After all the fuss and spectacle, little important seems to have been achieved.
The G8 group of major industrial nations wound up their summit on Tuesday with a lukewarm statement of confidence in a global economic recovery. The final communique talked of "major downside risks" having receded and stated confidently that "the conditions for a recovery are in place".
But the G8 leaders left vague when they believed this recovery was likely to occur and in which of the three major economic areas - the US, the EU and Japan - the recovery is likely to first occur. The US currently is facing weak growth, in Europe the eurozone economies are flat with Germany hovering on recession and Japan is still struggling with a period of prolonged recession. The principal aim of this summit hosted by French president Jacques Chirac was to launch a new message of confidence. But on economic and other issues the summit remained plagued by transatlantic differences.
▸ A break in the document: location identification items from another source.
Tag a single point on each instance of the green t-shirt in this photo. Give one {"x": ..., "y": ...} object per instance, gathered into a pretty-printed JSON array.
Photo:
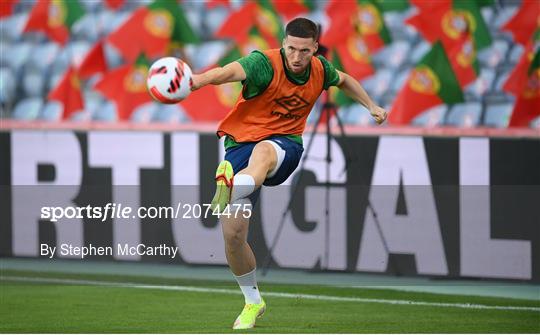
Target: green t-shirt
[{"x": 259, "y": 74}]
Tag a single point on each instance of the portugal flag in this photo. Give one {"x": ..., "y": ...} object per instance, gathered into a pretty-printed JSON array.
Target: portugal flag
[
  {"x": 363, "y": 16},
  {"x": 94, "y": 61},
  {"x": 448, "y": 20},
  {"x": 126, "y": 86},
  {"x": 524, "y": 82},
  {"x": 213, "y": 102},
  {"x": 432, "y": 82},
  {"x": 293, "y": 8},
  {"x": 151, "y": 29},
  {"x": 525, "y": 22},
  {"x": 68, "y": 92},
  {"x": 54, "y": 18},
  {"x": 462, "y": 55},
  {"x": 353, "y": 57}
]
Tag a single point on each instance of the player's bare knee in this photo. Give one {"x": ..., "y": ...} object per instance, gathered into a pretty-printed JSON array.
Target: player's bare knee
[
  {"x": 265, "y": 154},
  {"x": 234, "y": 237}
]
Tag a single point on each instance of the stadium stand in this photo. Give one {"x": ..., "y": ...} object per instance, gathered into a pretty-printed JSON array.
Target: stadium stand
[{"x": 31, "y": 65}]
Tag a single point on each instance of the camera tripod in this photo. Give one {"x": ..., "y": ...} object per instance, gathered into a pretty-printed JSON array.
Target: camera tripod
[{"x": 328, "y": 109}]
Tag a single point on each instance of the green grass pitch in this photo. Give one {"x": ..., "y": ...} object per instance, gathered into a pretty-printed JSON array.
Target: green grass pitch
[{"x": 45, "y": 307}]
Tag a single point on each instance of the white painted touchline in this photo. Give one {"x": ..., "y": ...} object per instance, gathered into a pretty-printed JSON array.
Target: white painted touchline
[{"x": 268, "y": 294}]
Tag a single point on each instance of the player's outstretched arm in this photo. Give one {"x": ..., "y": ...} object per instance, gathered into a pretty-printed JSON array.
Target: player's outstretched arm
[
  {"x": 219, "y": 75},
  {"x": 353, "y": 89}
]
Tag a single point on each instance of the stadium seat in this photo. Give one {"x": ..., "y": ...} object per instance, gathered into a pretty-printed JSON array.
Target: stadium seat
[
  {"x": 498, "y": 115},
  {"x": 111, "y": 20},
  {"x": 106, "y": 113},
  {"x": 11, "y": 27},
  {"x": 3, "y": 56},
  {"x": 92, "y": 101},
  {"x": 171, "y": 114},
  {"x": 487, "y": 13},
  {"x": 27, "y": 109},
  {"x": 92, "y": 6},
  {"x": 144, "y": 113},
  {"x": 394, "y": 55},
  {"x": 112, "y": 56},
  {"x": 465, "y": 114},
  {"x": 52, "y": 111},
  {"x": 18, "y": 54},
  {"x": 515, "y": 53},
  {"x": 205, "y": 54},
  {"x": 88, "y": 27},
  {"x": 418, "y": 51},
  {"x": 33, "y": 83},
  {"x": 356, "y": 114},
  {"x": 431, "y": 117},
  {"x": 399, "y": 80},
  {"x": 215, "y": 18},
  {"x": 535, "y": 123},
  {"x": 8, "y": 85},
  {"x": 43, "y": 56},
  {"x": 73, "y": 53},
  {"x": 502, "y": 16},
  {"x": 502, "y": 76},
  {"x": 495, "y": 54},
  {"x": 483, "y": 83},
  {"x": 379, "y": 84}
]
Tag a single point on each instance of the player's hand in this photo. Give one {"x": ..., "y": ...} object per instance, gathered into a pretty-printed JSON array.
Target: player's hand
[
  {"x": 378, "y": 113},
  {"x": 196, "y": 82}
]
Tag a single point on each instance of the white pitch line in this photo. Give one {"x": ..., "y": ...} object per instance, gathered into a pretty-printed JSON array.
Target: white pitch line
[{"x": 268, "y": 294}]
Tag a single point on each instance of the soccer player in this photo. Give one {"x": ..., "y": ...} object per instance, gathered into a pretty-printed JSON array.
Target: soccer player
[{"x": 263, "y": 135}]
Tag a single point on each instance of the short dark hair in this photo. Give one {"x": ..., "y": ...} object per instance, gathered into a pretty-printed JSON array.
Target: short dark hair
[{"x": 302, "y": 27}]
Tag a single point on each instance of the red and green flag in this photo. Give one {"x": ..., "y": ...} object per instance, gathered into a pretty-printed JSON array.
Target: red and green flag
[
  {"x": 212, "y": 102},
  {"x": 363, "y": 16},
  {"x": 336, "y": 95},
  {"x": 68, "y": 92},
  {"x": 290, "y": 9},
  {"x": 269, "y": 23},
  {"x": 54, "y": 18},
  {"x": 447, "y": 20},
  {"x": 253, "y": 41},
  {"x": 94, "y": 62},
  {"x": 462, "y": 56},
  {"x": 527, "y": 105},
  {"x": 525, "y": 22},
  {"x": 115, "y": 4},
  {"x": 432, "y": 82},
  {"x": 239, "y": 23},
  {"x": 524, "y": 83},
  {"x": 393, "y": 5},
  {"x": 151, "y": 30},
  {"x": 126, "y": 87},
  {"x": 211, "y": 4},
  {"x": 353, "y": 57},
  {"x": 6, "y": 7}
]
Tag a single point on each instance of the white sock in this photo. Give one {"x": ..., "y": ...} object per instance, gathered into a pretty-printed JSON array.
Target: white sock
[
  {"x": 244, "y": 185},
  {"x": 248, "y": 285}
]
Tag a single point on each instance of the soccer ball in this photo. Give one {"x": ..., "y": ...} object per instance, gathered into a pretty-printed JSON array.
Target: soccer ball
[{"x": 169, "y": 80}]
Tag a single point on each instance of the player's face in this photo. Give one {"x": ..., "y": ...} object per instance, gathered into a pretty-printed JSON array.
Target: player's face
[{"x": 298, "y": 52}]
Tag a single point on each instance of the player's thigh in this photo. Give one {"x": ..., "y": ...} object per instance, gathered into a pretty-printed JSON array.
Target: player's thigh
[
  {"x": 263, "y": 154},
  {"x": 235, "y": 228}
]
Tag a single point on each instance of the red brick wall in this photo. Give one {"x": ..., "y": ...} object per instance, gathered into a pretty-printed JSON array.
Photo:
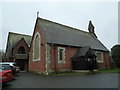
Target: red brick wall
[
  {"x": 38, "y": 66},
  {"x": 69, "y": 51}
]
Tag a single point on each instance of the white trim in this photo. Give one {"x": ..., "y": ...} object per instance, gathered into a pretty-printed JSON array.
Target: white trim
[
  {"x": 61, "y": 61},
  {"x": 99, "y": 61},
  {"x": 34, "y": 46}
]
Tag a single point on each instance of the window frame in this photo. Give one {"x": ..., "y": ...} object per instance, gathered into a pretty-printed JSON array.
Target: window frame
[
  {"x": 99, "y": 61},
  {"x": 61, "y": 61},
  {"x": 37, "y": 34}
]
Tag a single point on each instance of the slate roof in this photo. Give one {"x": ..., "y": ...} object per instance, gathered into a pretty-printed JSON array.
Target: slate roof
[{"x": 61, "y": 34}]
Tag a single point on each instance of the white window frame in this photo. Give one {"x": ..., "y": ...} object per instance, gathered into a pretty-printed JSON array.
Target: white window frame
[
  {"x": 61, "y": 61},
  {"x": 38, "y": 45},
  {"x": 99, "y": 61}
]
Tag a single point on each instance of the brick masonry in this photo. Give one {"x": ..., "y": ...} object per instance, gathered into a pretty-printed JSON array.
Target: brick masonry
[{"x": 40, "y": 66}]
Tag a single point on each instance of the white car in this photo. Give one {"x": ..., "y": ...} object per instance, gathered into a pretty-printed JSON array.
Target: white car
[{"x": 16, "y": 68}]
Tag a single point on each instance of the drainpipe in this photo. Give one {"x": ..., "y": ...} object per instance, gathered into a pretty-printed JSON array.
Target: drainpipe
[{"x": 54, "y": 59}]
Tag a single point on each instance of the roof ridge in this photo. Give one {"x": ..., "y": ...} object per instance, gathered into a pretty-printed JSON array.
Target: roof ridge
[
  {"x": 19, "y": 34},
  {"x": 63, "y": 25}
]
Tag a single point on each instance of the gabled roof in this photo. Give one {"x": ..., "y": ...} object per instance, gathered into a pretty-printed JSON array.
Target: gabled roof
[
  {"x": 56, "y": 33},
  {"x": 14, "y": 38}
]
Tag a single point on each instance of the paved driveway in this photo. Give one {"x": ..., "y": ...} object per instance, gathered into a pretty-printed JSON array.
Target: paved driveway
[{"x": 32, "y": 80}]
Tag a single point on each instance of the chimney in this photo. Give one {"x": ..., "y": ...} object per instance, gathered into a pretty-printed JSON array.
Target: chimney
[{"x": 91, "y": 29}]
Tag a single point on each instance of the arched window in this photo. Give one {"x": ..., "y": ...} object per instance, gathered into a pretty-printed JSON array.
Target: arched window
[
  {"x": 21, "y": 50},
  {"x": 36, "y": 47}
]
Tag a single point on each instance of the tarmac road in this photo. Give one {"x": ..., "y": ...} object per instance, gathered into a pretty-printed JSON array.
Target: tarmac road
[{"x": 33, "y": 80}]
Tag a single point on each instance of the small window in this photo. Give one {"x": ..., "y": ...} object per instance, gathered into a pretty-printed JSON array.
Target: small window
[
  {"x": 61, "y": 54},
  {"x": 99, "y": 56},
  {"x": 21, "y": 50},
  {"x": 36, "y": 47}
]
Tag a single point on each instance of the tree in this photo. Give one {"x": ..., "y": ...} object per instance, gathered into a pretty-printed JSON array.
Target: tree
[{"x": 115, "y": 53}]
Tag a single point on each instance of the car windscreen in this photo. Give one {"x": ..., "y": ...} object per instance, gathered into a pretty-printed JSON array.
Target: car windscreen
[{"x": 4, "y": 67}]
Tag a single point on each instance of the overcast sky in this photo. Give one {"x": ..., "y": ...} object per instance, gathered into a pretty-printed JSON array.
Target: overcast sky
[{"x": 20, "y": 18}]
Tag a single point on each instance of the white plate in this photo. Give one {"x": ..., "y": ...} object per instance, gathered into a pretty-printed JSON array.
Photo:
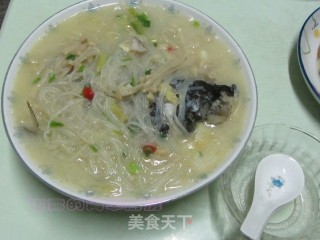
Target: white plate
[
  {"x": 172, "y": 6},
  {"x": 309, "y": 52}
]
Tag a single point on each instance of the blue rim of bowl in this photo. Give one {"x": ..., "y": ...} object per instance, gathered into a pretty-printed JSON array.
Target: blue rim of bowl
[
  {"x": 157, "y": 200},
  {"x": 315, "y": 92}
]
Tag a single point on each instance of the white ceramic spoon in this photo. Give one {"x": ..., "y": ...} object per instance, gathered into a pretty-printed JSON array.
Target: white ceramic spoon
[{"x": 279, "y": 179}]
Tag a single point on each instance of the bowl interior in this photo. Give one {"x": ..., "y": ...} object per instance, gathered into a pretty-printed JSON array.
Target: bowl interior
[{"x": 173, "y": 6}]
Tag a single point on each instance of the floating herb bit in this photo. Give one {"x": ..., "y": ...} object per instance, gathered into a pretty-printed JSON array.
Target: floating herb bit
[
  {"x": 134, "y": 82},
  {"x": 133, "y": 168},
  {"x": 155, "y": 44},
  {"x": 101, "y": 61},
  {"x": 144, "y": 19},
  {"x": 52, "y": 77},
  {"x": 140, "y": 22},
  {"x": 81, "y": 68},
  {"x": 71, "y": 56},
  {"x": 87, "y": 92},
  {"x": 149, "y": 149},
  {"x": 148, "y": 71},
  {"x": 36, "y": 80},
  {"x": 195, "y": 23},
  {"x": 137, "y": 26},
  {"x": 94, "y": 147},
  {"x": 56, "y": 124}
]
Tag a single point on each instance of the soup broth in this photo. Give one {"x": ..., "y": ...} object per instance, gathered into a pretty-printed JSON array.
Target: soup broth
[{"x": 126, "y": 102}]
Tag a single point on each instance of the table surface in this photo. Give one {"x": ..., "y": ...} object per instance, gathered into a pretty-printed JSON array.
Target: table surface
[{"x": 267, "y": 31}]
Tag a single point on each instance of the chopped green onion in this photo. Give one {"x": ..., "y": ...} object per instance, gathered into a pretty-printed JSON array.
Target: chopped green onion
[
  {"x": 148, "y": 71},
  {"x": 140, "y": 21},
  {"x": 101, "y": 61},
  {"x": 137, "y": 26},
  {"x": 56, "y": 124},
  {"x": 134, "y": 82},
  {"x": 126, "y": 59},
  {"x": 195, "y": 23},
  {"x": 52, "y": 77},
  {"x": 143, "y": 18},
  {"x": 81, "y": 68},
  {"x": 133, "y": 129},
  {"x": 118, "y": 132},
  {"x": 133, "y": 12},
  {"x": 133, "y": 168},
  {"x": 71, "y": 56},
  {"x": 94, "y": 148},
  {"x": 155, "y": 44},
  {"x": 36, "y": 80}
]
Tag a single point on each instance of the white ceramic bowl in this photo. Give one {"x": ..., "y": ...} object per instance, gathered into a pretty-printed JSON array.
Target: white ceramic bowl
[
  {"x": 309, "y": 52},
  {"x": 173, "y": 6}
]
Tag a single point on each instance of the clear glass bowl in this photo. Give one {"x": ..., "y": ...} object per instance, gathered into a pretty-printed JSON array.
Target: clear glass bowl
[{"x": 296, "y": 220}]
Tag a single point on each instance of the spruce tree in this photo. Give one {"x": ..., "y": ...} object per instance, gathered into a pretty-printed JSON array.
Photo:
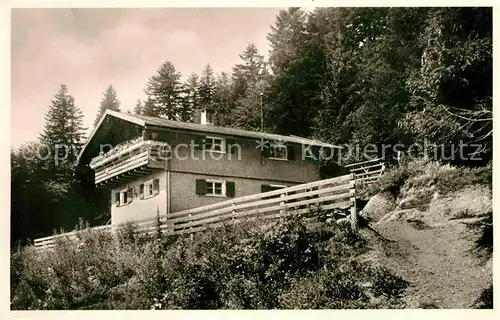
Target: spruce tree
[
  {"x": 190, "y": 98},
  {"x": 108, "y": 101},
  {"x": 139, "y": 108},
  {"x": 206, "y": 87},
  {"x": 150, "y": 108},
  {"x": 63, "y": 132},
  {"x": 165, "y": 88}
]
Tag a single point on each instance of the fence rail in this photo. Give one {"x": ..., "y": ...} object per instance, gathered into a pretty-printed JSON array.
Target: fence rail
[
  {"x": 338, "y": 192},
  {"x": 367, "y": 172}
]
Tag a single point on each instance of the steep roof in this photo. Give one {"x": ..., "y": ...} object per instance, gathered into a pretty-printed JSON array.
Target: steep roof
[{"x": 145, "y": 121}]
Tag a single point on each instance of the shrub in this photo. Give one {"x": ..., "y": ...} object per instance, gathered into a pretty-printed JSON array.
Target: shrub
[{"x": 253, "y": 265}]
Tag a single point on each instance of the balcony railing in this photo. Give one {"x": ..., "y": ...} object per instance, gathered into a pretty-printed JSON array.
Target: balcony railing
[{"x": 139, "y": 156}]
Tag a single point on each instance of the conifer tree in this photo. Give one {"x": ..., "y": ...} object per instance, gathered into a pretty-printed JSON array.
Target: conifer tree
[
  {"x": 108, "y": 101},
  {"x": 206, "y": 87},
  {"x": 139, "y": 108},
  {"x": 165, "y": 88},
  {"x": 190, "y": 98},
  {"x": 64, "y": 132},
  {"x": 150, "y": 108}
]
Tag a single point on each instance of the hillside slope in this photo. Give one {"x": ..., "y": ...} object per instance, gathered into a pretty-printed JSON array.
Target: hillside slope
[{"x": 428, "y": 212}]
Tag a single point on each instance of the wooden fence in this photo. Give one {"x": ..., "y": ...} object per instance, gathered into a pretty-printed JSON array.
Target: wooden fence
[
  {"x": 367, "y": 172},
  {"x": 338, "y": 192}
]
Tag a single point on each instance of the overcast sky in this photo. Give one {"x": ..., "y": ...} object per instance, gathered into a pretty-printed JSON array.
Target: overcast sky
[{"x": 89, "y": 49}]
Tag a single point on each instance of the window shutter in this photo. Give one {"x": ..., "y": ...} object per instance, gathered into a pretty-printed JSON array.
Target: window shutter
[
  {"x": 265, "y": 188},
  {"x": 230, "y": 189},
  {"x": 130, "y": 194},
  {"x": 199, "y": 142},
  {"x": 201, "y": 186},
  {"x": 156, "y": 186},
  {"x": 265, "y": 151},
  {"x": 291, "y": 152},
  {"x": 230, "y": 145},
  {"x": 141, "y": 191}
]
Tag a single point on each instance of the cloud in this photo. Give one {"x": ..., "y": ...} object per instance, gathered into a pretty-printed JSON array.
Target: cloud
[{"x": 89, "y": 49}]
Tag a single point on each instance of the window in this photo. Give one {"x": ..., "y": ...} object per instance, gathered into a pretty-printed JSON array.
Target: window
[
  {"x": 207, "y": 117},
  {"x": 271, "y": 187},
  {"x": 215, "y": 188},
  {"x": 215, "y": 144},
  {"x": 149, "y": 189},
  {"x": 278, "y": 152},
  {"x": 124, "y": 197}
]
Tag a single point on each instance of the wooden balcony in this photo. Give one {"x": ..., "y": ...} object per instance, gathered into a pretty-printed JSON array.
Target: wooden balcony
[{"x": 128, "y": 162}]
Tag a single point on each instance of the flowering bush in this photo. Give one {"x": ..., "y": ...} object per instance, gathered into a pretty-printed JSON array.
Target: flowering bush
[{"x": 253, "y": 265}]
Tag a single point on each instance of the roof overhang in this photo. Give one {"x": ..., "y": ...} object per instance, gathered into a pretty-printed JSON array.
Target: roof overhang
[{"x": 101, "y": 129}]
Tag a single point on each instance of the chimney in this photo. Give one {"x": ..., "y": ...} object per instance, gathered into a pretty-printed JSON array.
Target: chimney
[{"x": 207, "y": 117}]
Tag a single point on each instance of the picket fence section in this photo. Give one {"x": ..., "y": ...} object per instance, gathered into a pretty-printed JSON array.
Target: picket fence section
[{"x": 338, "y": 192}]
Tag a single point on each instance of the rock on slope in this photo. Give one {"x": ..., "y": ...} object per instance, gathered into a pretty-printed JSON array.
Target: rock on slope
[{"x": 433, "y": 247}]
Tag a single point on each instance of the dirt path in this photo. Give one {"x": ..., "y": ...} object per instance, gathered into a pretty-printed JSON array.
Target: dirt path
[{"x": 436, "y": 261}]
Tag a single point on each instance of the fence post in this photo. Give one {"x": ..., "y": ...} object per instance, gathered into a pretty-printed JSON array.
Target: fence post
[
  {"x": 233, "y": 213},
  {"x": 354, "y": 217},
  {"x": 190, "y": 227}
]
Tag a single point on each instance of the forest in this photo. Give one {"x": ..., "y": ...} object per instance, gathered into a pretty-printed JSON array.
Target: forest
[{"x": 348, "y": 76}]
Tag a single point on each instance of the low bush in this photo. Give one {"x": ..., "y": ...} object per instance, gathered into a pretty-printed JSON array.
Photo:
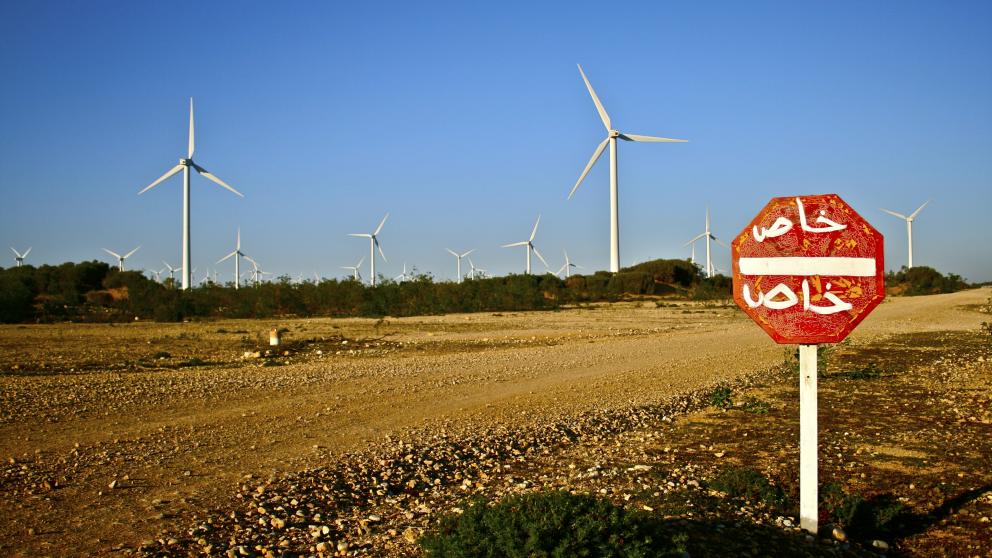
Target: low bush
[{"x": 549, "y": 525}]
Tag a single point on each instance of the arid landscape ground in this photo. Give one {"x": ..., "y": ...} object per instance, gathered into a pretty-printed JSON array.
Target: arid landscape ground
[{"x": 355, "y": 435}]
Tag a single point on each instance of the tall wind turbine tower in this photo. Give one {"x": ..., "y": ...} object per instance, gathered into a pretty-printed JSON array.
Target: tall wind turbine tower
[
  {"x": 710, "y": 269},
  {"x": 19, "y": 257},
  {"x": 529, "y": 243},
  {"x": 611, "y": 139},
  {"x": 459, "y": 258},
  {"x": 120, "y": 258},
  {"x": 237, "y": 254},
  {"x": 373, "y": 244},
  {"x": 909, "y": 228},
  {"x": 184, "y": 165}
]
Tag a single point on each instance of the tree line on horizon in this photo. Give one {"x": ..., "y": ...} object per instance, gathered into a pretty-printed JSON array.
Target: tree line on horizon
[{"x": 94, "y": 291}]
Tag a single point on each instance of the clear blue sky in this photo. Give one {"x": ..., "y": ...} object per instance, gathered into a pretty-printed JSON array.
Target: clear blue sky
[{"x": 466, "y": 120}]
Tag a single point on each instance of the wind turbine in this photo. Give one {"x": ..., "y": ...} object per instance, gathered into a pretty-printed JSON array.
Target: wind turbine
[
  {"x": 909, "y": 228},
  {"x": 256, "y": 272},
  {"x": 356, "y": 274},
  {"x": 184, "y": 165},
  {"x": 120, "y": 258},
  {"x": 611, "y": 138},
  {"x": 529, "y": 243},
  {"x": 567, "y": 267},
  {"x": 708, "y": 236},
  {"x": 237, "y": 254},
  {"x": 373, "y": 244},
  {"x": 172, "y": 271},
  {"x": 19, "y": 257},
  {"x": 459, "y": 258},
  {"x": 475, "y": 271}
]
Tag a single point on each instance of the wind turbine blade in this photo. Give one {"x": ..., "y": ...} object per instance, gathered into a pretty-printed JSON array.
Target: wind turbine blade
[
  {"x": 209, "y": 176},
  {"x": 170, "y": 172},
  {"x": 592, "y": 161},
  {"x": 911, "y": 215},
  {"x": 533, "y": 233},
  {"x": 379, "y": 247},
  {"x": 381, "y": 223},
  {"x": 595, "y": 99},
  {"x": 192, "y": 144},
  {"x": 637, "y": 137},
  {"x": 695, "y": 238},
  {"x": 540, "y": 257}
]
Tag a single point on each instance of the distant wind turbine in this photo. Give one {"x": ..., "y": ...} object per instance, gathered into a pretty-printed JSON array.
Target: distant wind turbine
[
  {"x": 909, "y": 228},
  {"x": 373, "y": 244},
  {"x": 567, "y": 267},
  {"x": 184, "y": 165},
  {"x": 611, "y": 138},
  {"x": 529, "y": 243},
  {"x": 120, "y": 258},
  {"x": 710, "y": 270},
  {"x": 459, "y": 257},
  {"x": 475, "y": 272},
  {"x": 18, "y": 257},
  {"x": 237, "y": 254},
  {"x": 356, "y": 274}
]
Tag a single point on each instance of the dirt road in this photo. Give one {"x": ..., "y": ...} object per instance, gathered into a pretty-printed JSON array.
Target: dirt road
[{"x": 109, "y": 433}]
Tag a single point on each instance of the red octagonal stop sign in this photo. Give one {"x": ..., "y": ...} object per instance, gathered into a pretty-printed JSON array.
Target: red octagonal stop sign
[{"x": 808, "y": 269}]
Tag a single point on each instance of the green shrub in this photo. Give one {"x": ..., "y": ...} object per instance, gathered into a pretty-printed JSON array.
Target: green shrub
[
  {"x": 862, "y": 518},
  {"x": 549, "y": 525},
  {"x": 720, "y": 397},
  {"x": 750, "y": 485}
]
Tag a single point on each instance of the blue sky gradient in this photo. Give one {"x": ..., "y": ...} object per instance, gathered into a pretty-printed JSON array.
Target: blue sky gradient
[{"x": 465, "y": 121}]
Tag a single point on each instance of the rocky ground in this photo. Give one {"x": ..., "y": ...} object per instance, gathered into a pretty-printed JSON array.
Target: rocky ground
[{"x": 338, "y": 450}]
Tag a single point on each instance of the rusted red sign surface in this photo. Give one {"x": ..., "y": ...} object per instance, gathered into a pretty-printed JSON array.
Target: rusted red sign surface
[{"x": 808, "y": 269}]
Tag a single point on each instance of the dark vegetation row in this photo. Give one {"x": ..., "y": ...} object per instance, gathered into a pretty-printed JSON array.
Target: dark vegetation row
[{"x": 94, "y": 291}]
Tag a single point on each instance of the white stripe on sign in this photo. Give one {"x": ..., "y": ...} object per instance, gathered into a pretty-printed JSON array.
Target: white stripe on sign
[{"x": 851, "y": 267}]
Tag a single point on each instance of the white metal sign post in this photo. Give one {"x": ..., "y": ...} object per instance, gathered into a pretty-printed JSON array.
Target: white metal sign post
[
  {"x": 807, "y": 270},
  {"x": 808, "y": 475}
]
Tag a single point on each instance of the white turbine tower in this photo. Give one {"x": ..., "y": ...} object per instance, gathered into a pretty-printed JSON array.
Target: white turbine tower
[
  {"x": 19, "y": 257},
  {"x": 611, "y": 138},
  {"x": 710, "y": 269},
  {"x": 567, "y": 267},
  {"x": 459, "y": 257},
  {"x": 355, "y": 273},
  {"x": 529, "y": 243},
  {"x": 120, "y": 258},
  {"x": 909, "y": 228},
  {"x": 237, "y": 254},
  {"x": 402, "y": 276},
  {"x": 373, "y": 244},
  {"x": 184, "y": 165}
]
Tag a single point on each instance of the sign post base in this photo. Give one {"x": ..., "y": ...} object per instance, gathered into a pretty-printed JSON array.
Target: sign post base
[{"x": 808, "y": 496}]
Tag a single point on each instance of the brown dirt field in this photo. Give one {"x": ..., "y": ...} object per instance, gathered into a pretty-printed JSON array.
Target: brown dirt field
[{"x": 176, "y": 418}]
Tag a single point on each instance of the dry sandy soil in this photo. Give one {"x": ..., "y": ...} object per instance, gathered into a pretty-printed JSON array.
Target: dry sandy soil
[{"x": 116, "y": 438}]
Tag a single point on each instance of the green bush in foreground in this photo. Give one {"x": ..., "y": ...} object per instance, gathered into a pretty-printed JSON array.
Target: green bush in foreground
[{"x": 549, "y": 525}]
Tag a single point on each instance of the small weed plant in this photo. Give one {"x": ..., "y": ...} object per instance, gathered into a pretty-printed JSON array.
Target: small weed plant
[{"x": 549, "y": 525}]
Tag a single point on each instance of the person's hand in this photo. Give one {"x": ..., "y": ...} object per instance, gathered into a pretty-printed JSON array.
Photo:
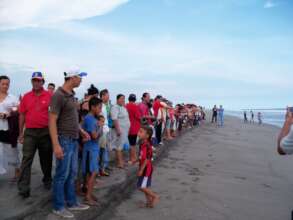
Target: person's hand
[
  {"x": 85, "y": 136},
  {"x": 20, "y": 139},
  {"x": 58, "y": 152},
  {"x": 280, "y": 151}
]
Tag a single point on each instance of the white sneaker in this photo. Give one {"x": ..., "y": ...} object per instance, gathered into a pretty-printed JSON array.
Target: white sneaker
[
  {"x": 79, "y": 207},
  {"x": 63, "y": 213}
]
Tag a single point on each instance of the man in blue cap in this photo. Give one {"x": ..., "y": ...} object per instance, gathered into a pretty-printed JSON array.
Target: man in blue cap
[
  {"x": 33, "y": 115},
  {"x": 65, "y": 130}
]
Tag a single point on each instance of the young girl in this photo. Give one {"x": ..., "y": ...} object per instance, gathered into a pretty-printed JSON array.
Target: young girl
[{"x": 145, "y": 166}]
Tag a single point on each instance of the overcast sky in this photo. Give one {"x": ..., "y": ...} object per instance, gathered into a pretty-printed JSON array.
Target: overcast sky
[{"x": 238, "y": 53}]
There was no mention in the final statement of exchange rates and the current sharp depreciation of the dollar against the euro. When pressed about this on Tuesday in his final press conference, President Chirac skirted the issue. This implied the G8 had no formal consensus and was waiting for currencies to find their level. The Europeans await the decision of the European Central Bank later this week when interest rates are expected to be trimmed.
The G8 committed themselves to trying to unblock the stalled trade talks in the Doha round but concessions on agricultural subsidies where not formally made by any of the European countries, particularly France. But one positive sign were the pledges by eurozone members France and Germany to implement structural reform in their economies. This had special relevance when France faces a wave of strikes, including a crippling transport strike on Tuesday, to protests against plans to overhaul the costly pensions system.